“Alejandritoo”, le hablaba cantando Sara Felicidad a su pequeño hijo, como si entonara un Verdi, mientras le consentía el pelo amarillo, largo y brillante que usaba a sus 11 años y que inspiró el rechazo de sus compañeros de escuela en Tocopilla, una ciudad obrera al norte de Chile, pues todos, de tez morena, sentían repulsión por el blanco y narizón a quien apodaron ‘Pinocho’.
Jaime, el papá de Alejandro, un artista de circo y comerciante que adoraba a Stalin, como no quería que su hijo fuera marica lo obligó a que fuera al dentista a quitarse una muela sin anestesia y a que se cortara su afeminado pelo. Sara, al ver a su hijo ahora pelicorto y castaño, lloró un rato largo, pues no volvería a recordar a su padre, un bailarín ruso que se peinaba igual.

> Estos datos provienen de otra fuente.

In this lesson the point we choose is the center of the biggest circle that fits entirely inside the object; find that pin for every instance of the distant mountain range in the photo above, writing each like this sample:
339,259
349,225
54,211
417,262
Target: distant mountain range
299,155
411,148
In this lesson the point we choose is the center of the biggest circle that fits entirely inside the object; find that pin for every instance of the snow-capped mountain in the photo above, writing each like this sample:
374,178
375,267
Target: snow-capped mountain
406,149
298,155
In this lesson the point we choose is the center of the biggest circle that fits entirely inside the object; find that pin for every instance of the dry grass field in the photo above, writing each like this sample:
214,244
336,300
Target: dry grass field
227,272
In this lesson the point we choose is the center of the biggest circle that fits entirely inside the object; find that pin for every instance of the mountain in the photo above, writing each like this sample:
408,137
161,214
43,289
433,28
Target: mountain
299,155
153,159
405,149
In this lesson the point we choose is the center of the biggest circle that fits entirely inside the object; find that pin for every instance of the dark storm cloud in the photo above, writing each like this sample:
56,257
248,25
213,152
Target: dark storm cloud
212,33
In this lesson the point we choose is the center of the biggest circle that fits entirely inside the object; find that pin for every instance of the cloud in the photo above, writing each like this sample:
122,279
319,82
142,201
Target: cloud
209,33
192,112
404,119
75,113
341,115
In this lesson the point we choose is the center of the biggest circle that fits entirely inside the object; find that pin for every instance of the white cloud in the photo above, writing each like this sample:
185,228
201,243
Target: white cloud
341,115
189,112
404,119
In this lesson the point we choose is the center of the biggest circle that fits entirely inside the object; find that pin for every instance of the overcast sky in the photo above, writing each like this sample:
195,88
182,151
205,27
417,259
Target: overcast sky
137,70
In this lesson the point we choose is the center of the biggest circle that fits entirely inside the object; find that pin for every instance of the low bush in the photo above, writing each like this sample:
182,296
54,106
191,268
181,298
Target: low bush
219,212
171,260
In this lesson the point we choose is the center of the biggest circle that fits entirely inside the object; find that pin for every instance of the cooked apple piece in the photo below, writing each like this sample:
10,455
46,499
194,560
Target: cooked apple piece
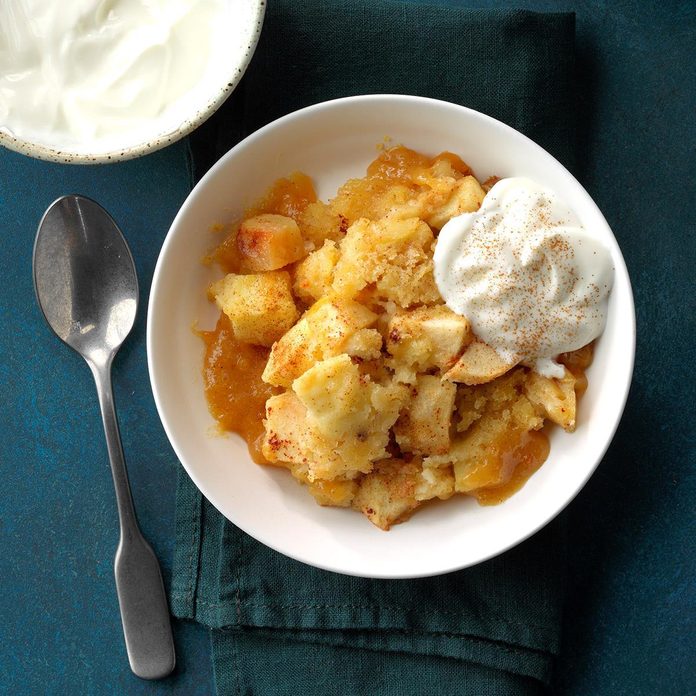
292,441
314,274
424,424
321,333
365,344
555,397
387,495
392,254
478,364
260,306
268,242
465,196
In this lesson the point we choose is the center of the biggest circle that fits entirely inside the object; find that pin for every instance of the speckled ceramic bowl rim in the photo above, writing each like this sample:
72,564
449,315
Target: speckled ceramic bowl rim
49,154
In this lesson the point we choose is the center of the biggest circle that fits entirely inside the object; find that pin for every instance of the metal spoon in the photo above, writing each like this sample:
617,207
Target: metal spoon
87,289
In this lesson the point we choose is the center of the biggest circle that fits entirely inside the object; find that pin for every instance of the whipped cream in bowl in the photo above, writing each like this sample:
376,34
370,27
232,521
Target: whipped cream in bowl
103,80
533,282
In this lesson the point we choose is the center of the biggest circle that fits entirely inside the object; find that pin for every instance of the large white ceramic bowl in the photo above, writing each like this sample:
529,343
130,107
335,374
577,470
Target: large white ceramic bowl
331,142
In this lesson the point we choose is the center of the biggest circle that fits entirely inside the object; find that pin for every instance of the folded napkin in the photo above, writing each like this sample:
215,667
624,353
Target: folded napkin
281,627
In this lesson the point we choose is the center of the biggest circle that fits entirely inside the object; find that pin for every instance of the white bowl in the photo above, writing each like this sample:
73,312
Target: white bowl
331,142
230,48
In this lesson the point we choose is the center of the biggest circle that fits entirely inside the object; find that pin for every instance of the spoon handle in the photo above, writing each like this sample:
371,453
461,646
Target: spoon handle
141,595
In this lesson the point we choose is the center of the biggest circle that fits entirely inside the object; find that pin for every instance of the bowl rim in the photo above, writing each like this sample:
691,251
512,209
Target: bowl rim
159,141
211,495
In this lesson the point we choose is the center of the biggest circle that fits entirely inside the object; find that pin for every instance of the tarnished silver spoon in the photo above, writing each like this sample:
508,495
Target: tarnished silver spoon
87,289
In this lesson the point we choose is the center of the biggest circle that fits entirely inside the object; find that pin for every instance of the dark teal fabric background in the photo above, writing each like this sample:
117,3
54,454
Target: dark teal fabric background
628,623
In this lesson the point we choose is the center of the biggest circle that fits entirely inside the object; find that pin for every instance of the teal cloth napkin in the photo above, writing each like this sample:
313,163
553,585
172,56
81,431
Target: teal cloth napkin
281,627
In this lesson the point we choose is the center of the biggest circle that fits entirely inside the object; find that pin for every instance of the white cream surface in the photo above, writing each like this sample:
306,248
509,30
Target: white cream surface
523,270
93,75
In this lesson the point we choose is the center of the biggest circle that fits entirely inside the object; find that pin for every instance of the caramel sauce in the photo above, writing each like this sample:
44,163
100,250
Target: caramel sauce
288,196
235,392
513,465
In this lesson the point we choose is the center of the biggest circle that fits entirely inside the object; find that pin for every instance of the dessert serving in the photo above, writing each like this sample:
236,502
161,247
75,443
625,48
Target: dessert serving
407,340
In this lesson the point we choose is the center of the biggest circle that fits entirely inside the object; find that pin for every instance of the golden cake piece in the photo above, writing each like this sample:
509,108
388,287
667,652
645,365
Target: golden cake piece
268,242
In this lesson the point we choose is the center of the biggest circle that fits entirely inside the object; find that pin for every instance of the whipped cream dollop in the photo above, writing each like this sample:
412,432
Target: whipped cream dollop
523,270
92,73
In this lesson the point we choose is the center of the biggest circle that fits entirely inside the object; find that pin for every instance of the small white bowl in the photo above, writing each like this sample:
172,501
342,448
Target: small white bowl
231,50
331,142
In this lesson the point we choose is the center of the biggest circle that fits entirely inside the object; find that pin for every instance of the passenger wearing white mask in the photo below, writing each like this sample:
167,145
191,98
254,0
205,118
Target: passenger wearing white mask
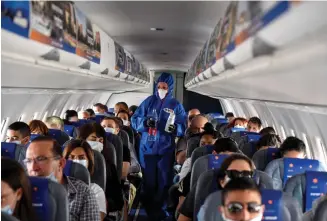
79,151
19,133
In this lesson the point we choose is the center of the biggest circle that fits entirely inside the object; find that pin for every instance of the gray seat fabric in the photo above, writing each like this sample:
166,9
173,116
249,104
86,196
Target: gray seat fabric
275,169
100,173
118,144
290,210
261,159
6,217
55,207
77,171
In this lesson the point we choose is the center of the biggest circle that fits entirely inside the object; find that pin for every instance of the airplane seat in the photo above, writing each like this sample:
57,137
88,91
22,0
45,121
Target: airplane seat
307,187
49,200
261,158
284,168
192,144
14,151
77,171
71,130
60,136
7,217
118,144
279,206
205,163
100,173
321,211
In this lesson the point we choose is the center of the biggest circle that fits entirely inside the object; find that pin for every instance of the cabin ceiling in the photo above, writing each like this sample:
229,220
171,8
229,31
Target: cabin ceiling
187,25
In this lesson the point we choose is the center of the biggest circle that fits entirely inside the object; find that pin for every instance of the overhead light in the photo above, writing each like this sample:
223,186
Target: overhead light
157,29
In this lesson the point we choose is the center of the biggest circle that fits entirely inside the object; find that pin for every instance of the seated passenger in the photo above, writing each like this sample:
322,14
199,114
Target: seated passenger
70,116
38,127
110,125
57,123
241,200
16,198
268,140
84,115
91,112
44,159
132,109
95,135
235,166
293,147
19,133
79,151
254,124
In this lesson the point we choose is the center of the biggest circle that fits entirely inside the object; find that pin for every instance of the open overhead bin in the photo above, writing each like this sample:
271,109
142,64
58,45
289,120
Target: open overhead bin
44,42
266,51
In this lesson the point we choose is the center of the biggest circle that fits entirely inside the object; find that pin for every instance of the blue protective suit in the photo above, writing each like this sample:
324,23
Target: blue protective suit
157,158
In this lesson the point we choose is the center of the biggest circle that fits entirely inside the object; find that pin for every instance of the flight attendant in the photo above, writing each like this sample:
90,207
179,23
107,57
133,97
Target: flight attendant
157,153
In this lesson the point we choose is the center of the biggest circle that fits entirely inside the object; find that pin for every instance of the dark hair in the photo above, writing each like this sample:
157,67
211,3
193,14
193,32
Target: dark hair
123,104
56,148
22,127
210,130
14,175
239,184
270,140
40,126
292,143
226,144
267,130
73,144
255,120
91,112
87,129
228,161
229,114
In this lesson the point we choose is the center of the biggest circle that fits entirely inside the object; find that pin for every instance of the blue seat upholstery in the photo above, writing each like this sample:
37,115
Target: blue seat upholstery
261,158
14,151
49,200
77,171
284,168
307,187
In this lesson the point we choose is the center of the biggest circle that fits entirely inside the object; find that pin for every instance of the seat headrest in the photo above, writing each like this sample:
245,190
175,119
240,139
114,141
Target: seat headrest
77,171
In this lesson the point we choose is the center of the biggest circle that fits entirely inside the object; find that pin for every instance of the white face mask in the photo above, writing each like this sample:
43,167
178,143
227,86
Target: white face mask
162,93
96,145
258,218
126,122
82,162
110,130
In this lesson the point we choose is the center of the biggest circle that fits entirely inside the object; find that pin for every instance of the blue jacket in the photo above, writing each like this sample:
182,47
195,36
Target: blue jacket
165,141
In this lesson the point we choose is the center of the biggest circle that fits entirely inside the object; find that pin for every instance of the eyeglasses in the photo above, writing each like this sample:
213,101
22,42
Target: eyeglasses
41,160
236,174
237,207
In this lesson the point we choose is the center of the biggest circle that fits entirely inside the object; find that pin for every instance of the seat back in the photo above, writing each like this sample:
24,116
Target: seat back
49,200
321,211
284,168
261,158
99,175
77,171
71,130
14,151
118,144
60,136
307,187
205,163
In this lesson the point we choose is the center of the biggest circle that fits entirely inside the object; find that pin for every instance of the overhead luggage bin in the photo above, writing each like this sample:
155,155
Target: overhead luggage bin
36,50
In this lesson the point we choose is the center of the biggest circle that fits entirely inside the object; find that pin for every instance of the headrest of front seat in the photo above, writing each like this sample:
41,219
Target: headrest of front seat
77,171
49,200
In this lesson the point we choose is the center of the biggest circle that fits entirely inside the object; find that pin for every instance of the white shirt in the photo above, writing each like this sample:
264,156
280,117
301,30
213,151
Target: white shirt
99,195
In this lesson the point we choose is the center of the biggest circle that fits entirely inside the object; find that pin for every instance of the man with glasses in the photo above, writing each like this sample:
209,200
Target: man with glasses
241,201
44,159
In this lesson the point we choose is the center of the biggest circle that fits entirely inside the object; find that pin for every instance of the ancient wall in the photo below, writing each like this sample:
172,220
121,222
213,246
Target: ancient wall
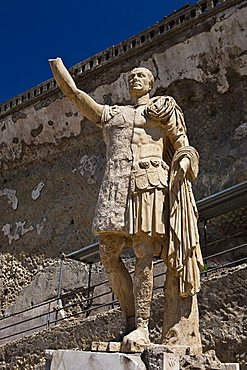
52,159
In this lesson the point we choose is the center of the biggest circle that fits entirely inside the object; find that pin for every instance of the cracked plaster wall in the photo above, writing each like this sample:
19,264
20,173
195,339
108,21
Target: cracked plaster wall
52,159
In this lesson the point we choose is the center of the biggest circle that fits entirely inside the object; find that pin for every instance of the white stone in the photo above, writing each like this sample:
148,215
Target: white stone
78,360
171,361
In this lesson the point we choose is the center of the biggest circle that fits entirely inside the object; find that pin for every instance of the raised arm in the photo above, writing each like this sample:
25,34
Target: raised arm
86,105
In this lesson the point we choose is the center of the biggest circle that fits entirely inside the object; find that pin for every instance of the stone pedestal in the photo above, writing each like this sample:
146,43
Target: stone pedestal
82,360
152,358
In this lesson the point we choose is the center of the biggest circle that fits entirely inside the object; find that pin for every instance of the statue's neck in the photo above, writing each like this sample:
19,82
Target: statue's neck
142,100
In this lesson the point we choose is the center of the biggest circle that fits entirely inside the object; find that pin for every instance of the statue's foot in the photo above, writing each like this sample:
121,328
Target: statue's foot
139,337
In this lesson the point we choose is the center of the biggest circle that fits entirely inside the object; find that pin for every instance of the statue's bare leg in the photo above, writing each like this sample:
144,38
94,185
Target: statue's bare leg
110,249
143,290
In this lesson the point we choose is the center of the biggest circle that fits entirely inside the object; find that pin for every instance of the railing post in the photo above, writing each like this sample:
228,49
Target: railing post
89,301
205,244
59,286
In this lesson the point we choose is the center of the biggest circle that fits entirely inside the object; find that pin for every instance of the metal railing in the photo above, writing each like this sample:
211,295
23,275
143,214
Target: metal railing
90,253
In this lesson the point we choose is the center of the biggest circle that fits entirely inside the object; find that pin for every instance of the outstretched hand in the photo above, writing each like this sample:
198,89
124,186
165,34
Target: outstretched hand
184,165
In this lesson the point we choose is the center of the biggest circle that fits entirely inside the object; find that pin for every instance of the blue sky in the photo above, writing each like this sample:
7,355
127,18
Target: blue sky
33,31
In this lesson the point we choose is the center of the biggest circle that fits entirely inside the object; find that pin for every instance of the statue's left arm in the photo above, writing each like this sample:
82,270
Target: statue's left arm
184,254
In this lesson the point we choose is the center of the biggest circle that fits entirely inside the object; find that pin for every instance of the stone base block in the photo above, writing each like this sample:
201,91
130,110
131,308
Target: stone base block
80,360
153,358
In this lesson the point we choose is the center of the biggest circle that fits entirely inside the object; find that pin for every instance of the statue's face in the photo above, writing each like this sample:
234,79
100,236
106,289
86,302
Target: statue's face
139,82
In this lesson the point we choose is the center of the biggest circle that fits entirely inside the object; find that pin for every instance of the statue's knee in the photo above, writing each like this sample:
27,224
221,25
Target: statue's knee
110,250
143,250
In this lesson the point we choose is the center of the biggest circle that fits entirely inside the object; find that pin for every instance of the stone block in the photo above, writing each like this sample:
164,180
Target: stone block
160,358
79,360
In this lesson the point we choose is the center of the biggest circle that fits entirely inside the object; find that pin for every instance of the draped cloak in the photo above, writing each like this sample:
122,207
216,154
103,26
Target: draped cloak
183,256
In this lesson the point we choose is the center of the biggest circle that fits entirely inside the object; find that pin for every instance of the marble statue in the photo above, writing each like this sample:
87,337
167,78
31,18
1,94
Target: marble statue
146,200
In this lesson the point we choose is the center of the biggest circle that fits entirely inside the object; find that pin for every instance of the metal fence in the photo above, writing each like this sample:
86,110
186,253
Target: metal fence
50,313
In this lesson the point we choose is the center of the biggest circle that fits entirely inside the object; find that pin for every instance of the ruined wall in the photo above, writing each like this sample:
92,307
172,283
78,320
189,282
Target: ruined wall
52,159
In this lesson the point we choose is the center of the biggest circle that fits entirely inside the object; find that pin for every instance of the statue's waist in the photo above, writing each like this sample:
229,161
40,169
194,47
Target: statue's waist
149,173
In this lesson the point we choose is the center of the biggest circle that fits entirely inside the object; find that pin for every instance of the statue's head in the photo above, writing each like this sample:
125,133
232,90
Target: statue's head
141,81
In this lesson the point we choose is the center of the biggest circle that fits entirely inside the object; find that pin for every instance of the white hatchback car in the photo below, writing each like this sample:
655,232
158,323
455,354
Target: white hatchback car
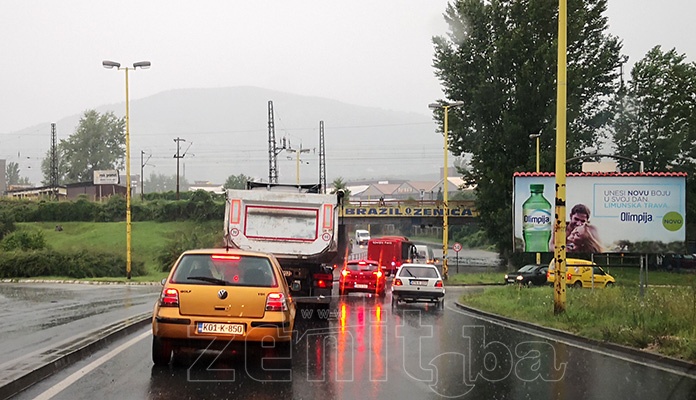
418,283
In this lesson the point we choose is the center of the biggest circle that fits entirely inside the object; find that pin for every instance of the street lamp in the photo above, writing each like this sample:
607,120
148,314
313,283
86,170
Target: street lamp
142,65
445,208
537,136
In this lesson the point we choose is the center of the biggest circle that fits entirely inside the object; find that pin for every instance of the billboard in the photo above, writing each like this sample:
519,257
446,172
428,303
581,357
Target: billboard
106,177
604,213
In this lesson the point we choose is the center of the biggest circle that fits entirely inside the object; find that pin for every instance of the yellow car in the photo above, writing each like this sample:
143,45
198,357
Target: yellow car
216,297
582,274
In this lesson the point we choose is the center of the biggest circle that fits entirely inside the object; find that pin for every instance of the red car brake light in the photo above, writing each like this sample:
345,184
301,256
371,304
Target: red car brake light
169,298
276,302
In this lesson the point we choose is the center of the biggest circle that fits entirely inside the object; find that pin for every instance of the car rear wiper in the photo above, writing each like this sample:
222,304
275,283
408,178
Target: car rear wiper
209,279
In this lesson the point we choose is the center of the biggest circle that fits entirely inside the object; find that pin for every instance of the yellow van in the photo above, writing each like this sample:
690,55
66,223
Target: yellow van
582,274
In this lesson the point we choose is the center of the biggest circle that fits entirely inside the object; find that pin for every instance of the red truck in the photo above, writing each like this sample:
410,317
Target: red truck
391,252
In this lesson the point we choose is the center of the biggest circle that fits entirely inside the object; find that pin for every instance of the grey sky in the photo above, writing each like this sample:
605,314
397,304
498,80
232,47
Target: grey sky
364,52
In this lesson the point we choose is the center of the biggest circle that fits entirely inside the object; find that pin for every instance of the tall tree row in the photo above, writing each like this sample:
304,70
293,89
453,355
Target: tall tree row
500,59
98,143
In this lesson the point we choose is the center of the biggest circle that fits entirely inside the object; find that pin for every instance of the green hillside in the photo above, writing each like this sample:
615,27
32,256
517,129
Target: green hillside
148,239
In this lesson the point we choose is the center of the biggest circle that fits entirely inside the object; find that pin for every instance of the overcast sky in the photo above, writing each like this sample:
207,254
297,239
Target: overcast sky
364,52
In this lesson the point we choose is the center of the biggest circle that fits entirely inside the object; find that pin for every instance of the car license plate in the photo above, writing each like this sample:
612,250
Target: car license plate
224,329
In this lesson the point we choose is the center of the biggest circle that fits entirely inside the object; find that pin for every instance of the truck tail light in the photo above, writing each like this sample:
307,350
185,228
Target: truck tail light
276,302
169,298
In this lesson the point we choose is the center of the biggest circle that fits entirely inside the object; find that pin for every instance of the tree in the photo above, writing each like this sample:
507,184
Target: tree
656,119
339,184
97,144
12,175
237,182
159,183
500,59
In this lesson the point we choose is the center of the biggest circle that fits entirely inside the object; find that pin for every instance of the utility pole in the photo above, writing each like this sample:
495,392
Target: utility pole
273,150
142,178
298,161
322,158
178,156
54,163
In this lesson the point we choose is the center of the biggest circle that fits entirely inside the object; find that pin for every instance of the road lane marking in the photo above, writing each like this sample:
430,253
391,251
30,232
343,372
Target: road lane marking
62,385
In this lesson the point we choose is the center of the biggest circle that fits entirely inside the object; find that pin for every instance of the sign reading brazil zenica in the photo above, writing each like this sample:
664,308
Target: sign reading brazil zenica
405,210
612,213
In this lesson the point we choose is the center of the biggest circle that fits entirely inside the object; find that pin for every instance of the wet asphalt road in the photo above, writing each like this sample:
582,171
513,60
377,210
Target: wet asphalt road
367,350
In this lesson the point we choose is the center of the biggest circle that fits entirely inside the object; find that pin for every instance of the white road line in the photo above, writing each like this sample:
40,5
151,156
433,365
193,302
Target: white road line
48,394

Conformado a no pedir nada, a jugar solo con las historias que leía en la biblioteca y a sus palabras, Alejandro un día quiso tener unos zapatos rojos que consiguió que su padre le regalara, y los llevó a bailarlos en las polvorientas calles de la mugrienta ciudad, hasta que se encontró con Jaimito, un pequeño del pueblo que embetunaba zapatos, y se los regaló, al verlo lamentarse por su mala suerte.
Su bondad le costó la muerte del pequeño que resbaló al otro día sobre las piedras húmedas del mar, hasta ahogarse, y que su tenaz padre dejara de hablarle por regalar sus cosas. Ya le quedaría poco tiempo a Alejandro para irse de esa tierra infértil que ya no le daría nada, que llevaba décadas sin recibir ni una gota de lluvia.
En una residencia artística que lo acogió en Santiago, antes de abandonar Chile, Alejandro escribió en todas las paredes de su oscuro cuarto hasta no dejar blancos; hizo títeres, se sumergió en la poesía por horas junto a Enrique Lihn y empezó con el teatro hasta que su maestro, que se llamaba igual que él y se apellidaba Flores, lo obligó a irse porque no quería más compartir sus aplausos.
Enfrentarse con la realidad de los egos de los actores lo empujó a hacer mímica, para que el cuerpo hablara solo, sin repetir líneas que ya estuvieran obligadas. Cuando tuvo 23 años y 100 dólares en el bolsillo, Alejandro tomó un barco hasta Francia para llamar a André Bretón a decirle que sería él quien salvaría el surrealismo, aunque el genio revolucionario solo accedió a recibirlo para enseñarle cinco meses después.
En Francia, Alejandro le escribió pantomimas a Marcel Marceau, directo seguidor de Chaplin, y fundó el Teatro Pánico con el cineasta español Fernando Arrabal. El inquieto Alejandro, convencido del poder del arte y de la mente para poner al mundo a reflexionar, hizo meditación zen durante 7 días con un descanso de 20 minutos y consiguió que Óscar Ichazo, maestro boliviano que nació para poder levitar, lo ayudara a alcanzar la iluminación.
Su guía de la psicodelia lo hizo entrar en un viaje de LSD, acelerado con un cortico de marihuana, dos de los ingredientes que fueron necesarios para que su película La montaña sagrada (1971) fuera un inolvidable del cine de autor.
Parecía que Alejandro ya lo tenía todo. Su familia ya actuaba en sus creaciones, ya había reestructurado el Tarot de Marsella, que apareció en su vida desde siempre, y había logrado pagar las deudas de sus películas leyendo las cartas a cambio del precio que quisieran pagar sus oyentes. Después de hablar con las imágenes de Jesús, Buda y hasta Maitreya, buscándose a él, al dios mismo que solo está dentro de todos, sintió que le faltaba hacer más por quienes se condenan a vivir mal.
En esa búsqueda, permaneció años en México viviendo de experiencias chamánicas con Panchita, la gloriosa curandera del mundo, quien le enseñó a quitar tumores y penas solo con un cuchillo y mucha fe. De esta debatible realidad que mezcla también el teatro y la medicina espiritual, inventó la psicomagia, un método para sanar traumas y castigos mentales a través de ejercicios vivos.
Más de una centena de cómics; una treintena de novelas, poesías y ensayos; un poco más de 20 premios en todo el mundo, casi el mismo número de películas y cortos que han formado su vida, esa Danza de la realidad, como el título de uno de sus libros de memorias que definen su vida, llevó a que John Lennon quisiera adquirir los derechos de una de las obras de Alejandro, y a que Salvador Dalí y Orson Welles accedieran a actuar en su arte.
Hace 89 años nació un hombre que se quiere sin edad, pero a quien llamaron Alejandro Jodorowsky, un apasionado quien debe todo a su imaginación. Siendo octogenario descubrió su talento para hacer cuadros, a los que también se dedica para que todavía no lo olviden.